Una riflessione ampia sul disagio psicologico, sulle fragilità spesso invisibili e sulle forme di dipendenza che possono limitare libertà e autodeterminazione delle donne. È il tema affrontato venerdì 8 maggio 2026 nella sala conferenze di Palazzo delle Paure durante l’incontro promosso da Appello per Lecco.
Fragilità psicologica e dipendenze: pubblico numeroso alla conferenza a Palazzo delle Paure
La serata si è aperta con il saluto del presidente dell’associazione Rinaldo Zanini ed è stata coordinata e moderata da Maria Luisa Reatti, che ha guidato il confronto tra le relatrici e il pubblico presente.
Al centro dell’incontro il tema del dolore psicologico e delle forme di dipendenza economica e sociale che, pur essendo meno visibili rispetto alla violenza fisica, possono incidere profondamente sulla vita delle persone. Durante il dibattito è emerso come molte situazioni di fragilità non riguardino esclusivamente questioni economiche, ma coinvolgano anche autonomia personale, dignità e possibilità di scelta.
Tra gli aspetti affrontati anche il rischio di isolamento sociale e psicologico che può colpire donne appartenenti a contesti molto diversi tra loro: da chi non dispone di un lavoro stabile a chi, pur vivendo in famiglie economicamente agiate, si trova esclusa da ruoli decisionali o dalla gestione del patrimonio familiare. Una condizione che, è stato sottolineato nel corso della serata, può generare nel tempo ansia, disorientamento, depressione e forme di rassegnazione personale.
L’obiettivo del convegno non era soltanto descrivere il problema, ma anche provare a costruire strumenti concreti di consapevolezza e supporto.
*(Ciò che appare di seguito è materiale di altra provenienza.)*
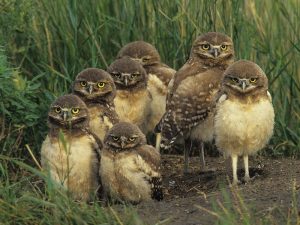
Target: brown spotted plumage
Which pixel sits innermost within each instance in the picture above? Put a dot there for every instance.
(130, 169)
(71, 152)
(148, 56)
(191, 98)
(97, 89)
(244, 117)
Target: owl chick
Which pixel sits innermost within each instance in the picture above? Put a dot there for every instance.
(148, 56)
(97, 89)
(130, 169)
(70, 152)
(191, 100)
(133, 100)
(244, 117)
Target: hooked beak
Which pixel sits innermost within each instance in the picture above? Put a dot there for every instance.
(65, 115)
(91, 88)
(243, 84)
(215, 52)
In questa direzione si inseriscono gli interventi delle relatrici invitate da Maria Luisa Reatti, scelte per affrontare il tema da prospettive differenti ma complementari.
Valentina Dal Pez ha approfondito il tema della segregazione e della vulnerabilità economica, soffermandosi sull’importanza dell’educazione finanziaria e della consapevolezza nella gestione del denaro, soprattutto per le donne e per le nuove generazioni.
Luisa Colombo ha invece affrontato il tema dell’isolamento affettivo e sociale, portando anche l’esperienza maturata attraverso il progetto “Oltre le sbarre”, nato per il recupero dei detenuti e il sostegno alle vittime di violenza nelle sue diverse forme.
A chiudere gli interventi è stata Desirée Marafioti, che ha parlato della “negazione alla salute”, descrivendo quelle situazioni in cui una donna, logorata da fragilità personali e psicologiche, finisce progressivamente per rinunciare alla cura di sé e al proprio benessere.
Nel corso della serata è stato più volte sottolineato il valore della rete sociale e dell’ascolto, soprattutto quando emergono esperienze personali difficili da raccontare. Non sono mancati momenti di forte coinvolgimento emotivo, anche durante la fase finale di dibattito con il pubblico, che ha partecipato attivamente al confronto.
A chiudere l’incontro, come avviene tradizionalmente negli appuntamenti organizzati da Appello per Lecco, un piccolo simbolo artigianale donato alle relatrici, gesto pensato per valorizzare il significato della collaborazione e della condivisione all’interno delle attività associative.